Sunday, November 25, 2012
Choice and Change
Education in Transition
I suspect that anything as broad as the field of education is always changing at some point in time and some degree of alteration. As the French author, François de la Rochefoucauld, once stated, “The only thing that is constant is change.” With that observation, I’d like to suggest that perhaps the direction and rate of change in education is happening at levels without precedent.
The advent of technology in the form of computers and the Internet has expanded and increased the democratization of education by enabling an incredible amount of knowledge to be stored, accessed and retrieved with lightning like speed. That’s an obvious outcome of computer technology (and the contributions of a long list of related equipment, like Smartboards, tablets,…). However, the growth of opportunities and possibilities emerging from the expanse of technological applications in the daily life of people has created an environment in which one can stay at home and communicate with people the world over as well as point and click to order products and services from down the street to across oceans. This is merely a logical next step from sitting on the couch and clicking away as you surf channels, or scanning you car radio for a desired station.

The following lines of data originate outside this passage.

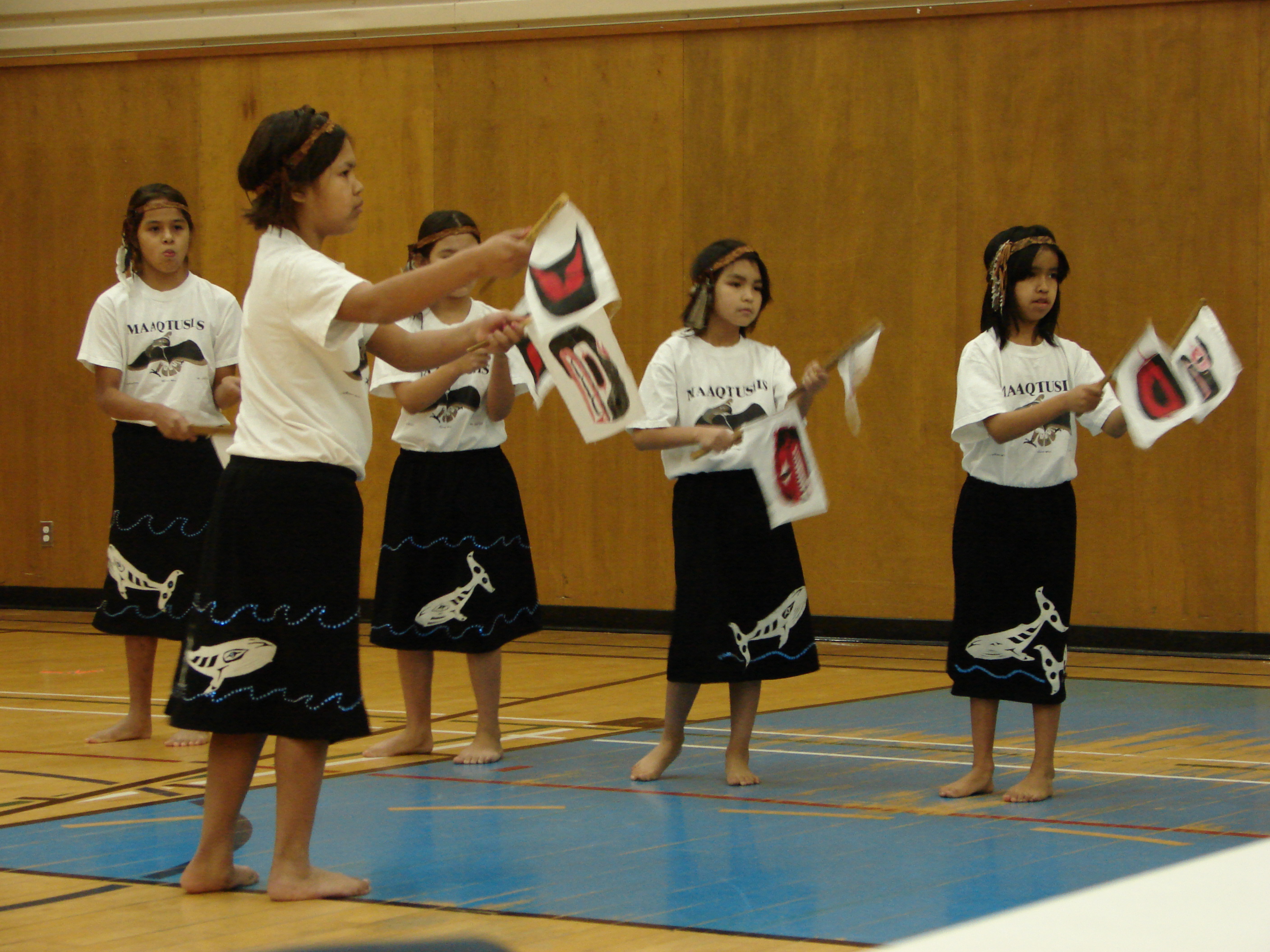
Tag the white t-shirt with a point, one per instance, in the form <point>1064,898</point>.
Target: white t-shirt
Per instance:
<point>992,381</point>
<point>690,383</point>
<point>168,344</point>
<point>304,371</point>
<point>459,421</point>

In short, we are moving from a “brick and mortar” education delivered in a conventional format of teacher directed learning experiences, to a “click and order” form of personalized education where learning menus are extended to individuals from a teacher who facilitates and guides instruction based on data specific to the individuals. Technology has provided unprecedented means of democratizing education through the ability to collect, store, retrieve, and extrapolate information for the masses. Knowledge has perhaps never been so accessible to so many. We can no longer afford to maintain past practices that were borne of the industrialized manner of delivering instruction to the masses. That may have worked for many people before, but it’s not likely to be successful with people accustomed to both choice and change during a time when expectations have risen and opportunities have expanded.